Confesso que até uma hora de duração, mais ou menos, sentia que Sorria era um dos grandes filmes de 2022. Não só pela criação visual ousada para um blockbuster, principalmente pelos movimentos de câmera e a boa direção do estreante Parker Finn, como também pela história da psiquiatra Dra. Rose (Sosie Bacon), atormentada após presenciar um suicídio, e que passa a ver uma entidade maligna. Uma pena, porém, que a estreia desta quinta-feira, 29, se perca tanto.
Até sua metade, afinal, o longa-metragem é acerto atrás de acerto. A começar pela boa atuação de Bacon (Mare of Easttown), que vive com grandeza essa personagem atormentada por entidades malignas que insistem em colocar um bizarro sorriso no rosto. Ela parece estar mesmo atormentada e contribui para que os jumpscares realmente funcionem -- um deles, que envolve um áudio escutado repetidamente no computador, é de fazer dar um pulo da cadeira.

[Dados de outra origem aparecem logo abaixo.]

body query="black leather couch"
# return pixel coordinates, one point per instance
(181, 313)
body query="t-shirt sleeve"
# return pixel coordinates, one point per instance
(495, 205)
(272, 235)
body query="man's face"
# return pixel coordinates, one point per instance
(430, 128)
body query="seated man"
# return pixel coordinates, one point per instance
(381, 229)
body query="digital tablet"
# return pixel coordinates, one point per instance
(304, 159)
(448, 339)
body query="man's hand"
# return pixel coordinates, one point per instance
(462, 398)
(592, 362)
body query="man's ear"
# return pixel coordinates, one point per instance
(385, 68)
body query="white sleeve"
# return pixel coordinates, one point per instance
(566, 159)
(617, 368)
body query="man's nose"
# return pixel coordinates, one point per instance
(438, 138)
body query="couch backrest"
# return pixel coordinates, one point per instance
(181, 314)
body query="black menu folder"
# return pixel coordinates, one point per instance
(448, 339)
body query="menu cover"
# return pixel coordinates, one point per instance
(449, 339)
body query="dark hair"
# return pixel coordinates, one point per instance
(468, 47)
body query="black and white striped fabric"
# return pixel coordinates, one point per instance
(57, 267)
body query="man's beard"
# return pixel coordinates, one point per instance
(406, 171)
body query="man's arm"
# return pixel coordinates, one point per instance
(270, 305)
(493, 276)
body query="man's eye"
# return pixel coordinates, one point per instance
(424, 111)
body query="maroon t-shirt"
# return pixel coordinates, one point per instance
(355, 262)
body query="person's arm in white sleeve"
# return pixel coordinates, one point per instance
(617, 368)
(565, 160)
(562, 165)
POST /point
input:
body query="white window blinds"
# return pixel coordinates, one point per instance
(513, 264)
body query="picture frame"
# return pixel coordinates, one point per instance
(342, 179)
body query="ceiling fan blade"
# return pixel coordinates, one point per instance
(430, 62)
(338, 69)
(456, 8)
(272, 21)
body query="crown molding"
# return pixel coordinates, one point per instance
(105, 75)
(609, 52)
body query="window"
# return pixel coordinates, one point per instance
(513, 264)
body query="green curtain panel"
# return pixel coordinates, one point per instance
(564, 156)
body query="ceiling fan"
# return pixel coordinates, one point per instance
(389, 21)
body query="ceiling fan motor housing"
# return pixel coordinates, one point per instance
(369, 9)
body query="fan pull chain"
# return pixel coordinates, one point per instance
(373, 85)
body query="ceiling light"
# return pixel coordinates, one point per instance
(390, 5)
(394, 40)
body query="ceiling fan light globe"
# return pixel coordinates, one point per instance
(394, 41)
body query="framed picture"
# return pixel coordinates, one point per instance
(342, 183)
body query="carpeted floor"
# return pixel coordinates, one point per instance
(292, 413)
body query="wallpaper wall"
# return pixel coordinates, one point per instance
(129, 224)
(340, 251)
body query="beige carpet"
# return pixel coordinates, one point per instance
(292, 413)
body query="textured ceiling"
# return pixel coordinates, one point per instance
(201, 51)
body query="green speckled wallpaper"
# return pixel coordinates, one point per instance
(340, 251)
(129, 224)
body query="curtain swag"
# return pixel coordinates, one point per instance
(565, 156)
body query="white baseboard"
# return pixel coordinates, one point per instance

Além disso, a história, assinada pelo próprio Finn, também tem seus méritos. Com ecos de filmes como Babadook e filmes de terror que seguem pela linha da saúde mental como terror, Sorria mostra como a dor emocional não é facilmente compreendida e tampouco facilmente curada. Uma cena de Rose no hospital, após se ferir com vidros, chega a ser perturbadora com tão pouco acontecendo. É apenas ela no ambiente frio do hospital e a placa de escala de dor.

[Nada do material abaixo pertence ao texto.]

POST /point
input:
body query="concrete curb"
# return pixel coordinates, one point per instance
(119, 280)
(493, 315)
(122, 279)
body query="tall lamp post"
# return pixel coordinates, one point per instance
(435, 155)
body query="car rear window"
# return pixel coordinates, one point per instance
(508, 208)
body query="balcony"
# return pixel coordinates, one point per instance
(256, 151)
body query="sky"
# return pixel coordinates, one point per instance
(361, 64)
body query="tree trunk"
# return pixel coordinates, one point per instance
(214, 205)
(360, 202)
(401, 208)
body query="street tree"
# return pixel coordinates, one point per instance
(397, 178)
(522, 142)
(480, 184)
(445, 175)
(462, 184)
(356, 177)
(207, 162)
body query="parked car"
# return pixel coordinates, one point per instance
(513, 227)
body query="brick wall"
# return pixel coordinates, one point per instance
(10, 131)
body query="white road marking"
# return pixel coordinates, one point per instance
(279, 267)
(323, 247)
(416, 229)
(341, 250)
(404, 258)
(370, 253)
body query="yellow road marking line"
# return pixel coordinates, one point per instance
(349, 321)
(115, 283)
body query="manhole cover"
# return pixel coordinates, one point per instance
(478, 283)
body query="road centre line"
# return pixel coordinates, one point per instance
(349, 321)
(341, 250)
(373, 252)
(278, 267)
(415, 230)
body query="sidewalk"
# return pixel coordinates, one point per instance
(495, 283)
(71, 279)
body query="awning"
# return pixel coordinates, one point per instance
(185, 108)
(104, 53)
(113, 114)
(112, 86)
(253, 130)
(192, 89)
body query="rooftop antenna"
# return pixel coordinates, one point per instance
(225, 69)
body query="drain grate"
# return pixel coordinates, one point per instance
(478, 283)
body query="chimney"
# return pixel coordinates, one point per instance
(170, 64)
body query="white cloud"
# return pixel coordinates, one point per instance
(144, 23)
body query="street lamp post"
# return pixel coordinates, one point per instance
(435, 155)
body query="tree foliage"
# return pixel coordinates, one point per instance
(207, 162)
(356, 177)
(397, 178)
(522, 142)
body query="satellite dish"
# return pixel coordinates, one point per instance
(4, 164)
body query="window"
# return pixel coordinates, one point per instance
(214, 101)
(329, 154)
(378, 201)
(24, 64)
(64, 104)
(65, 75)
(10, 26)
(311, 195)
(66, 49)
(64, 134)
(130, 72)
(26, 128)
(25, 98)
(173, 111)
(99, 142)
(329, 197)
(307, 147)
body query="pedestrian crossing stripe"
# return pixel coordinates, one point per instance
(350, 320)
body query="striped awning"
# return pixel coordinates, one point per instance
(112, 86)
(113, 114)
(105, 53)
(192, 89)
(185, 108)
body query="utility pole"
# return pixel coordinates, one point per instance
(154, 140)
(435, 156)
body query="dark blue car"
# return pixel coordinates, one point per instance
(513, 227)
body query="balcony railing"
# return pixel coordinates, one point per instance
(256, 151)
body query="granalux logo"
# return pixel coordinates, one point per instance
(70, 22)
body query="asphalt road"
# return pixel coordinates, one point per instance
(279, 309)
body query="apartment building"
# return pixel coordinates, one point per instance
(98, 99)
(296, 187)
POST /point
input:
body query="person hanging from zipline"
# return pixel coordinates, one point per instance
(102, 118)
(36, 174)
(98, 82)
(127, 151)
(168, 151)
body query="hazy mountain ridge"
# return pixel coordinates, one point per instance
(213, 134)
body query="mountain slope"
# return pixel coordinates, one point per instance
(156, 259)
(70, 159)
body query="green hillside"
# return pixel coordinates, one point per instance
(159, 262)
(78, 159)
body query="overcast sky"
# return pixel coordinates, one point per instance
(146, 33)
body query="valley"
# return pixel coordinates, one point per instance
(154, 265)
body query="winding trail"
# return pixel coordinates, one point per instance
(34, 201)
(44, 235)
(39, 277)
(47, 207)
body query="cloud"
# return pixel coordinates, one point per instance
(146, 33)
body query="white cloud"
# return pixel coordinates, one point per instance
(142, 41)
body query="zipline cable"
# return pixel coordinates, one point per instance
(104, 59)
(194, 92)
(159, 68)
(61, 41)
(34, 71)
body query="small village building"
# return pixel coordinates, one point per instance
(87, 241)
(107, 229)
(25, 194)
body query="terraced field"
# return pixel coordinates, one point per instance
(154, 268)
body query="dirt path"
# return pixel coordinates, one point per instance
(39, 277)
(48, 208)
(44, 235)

Finn, como já tinha mostrado habilidade em seus dois outros curtas, também exemplifica o que é um filme de terror que assusta de verdade. Insere alguns jumpscares para acordar o público, mas também traz alguns sustos com sons, sussurros e até mesmo frustrando expectativas. É como se pegasse a cartilha de James Wan (Invocação do Mal), com as assombrações atrás das portas de geladeiras, e invertesse tudo que foi absorvido ali, trazendo novos olhares ao terror.
Só que tudo vai por água abaixo no terceiro ato. Repentinamente, o roteiro de Finn passa a explicar a assombração não exatamente como a doença mental que parecia ser até então, mas como uma cadeia contagiosa. Um Corrente do Mal da vida. E aí o filme perde todo seu brilho e suas particularidades, partindo para obviedades sem fim -- uma das soluções encontradas por Rose, por exemplo, faz com que toda a tese dessa metáfora vá por água abaixo. É horrível.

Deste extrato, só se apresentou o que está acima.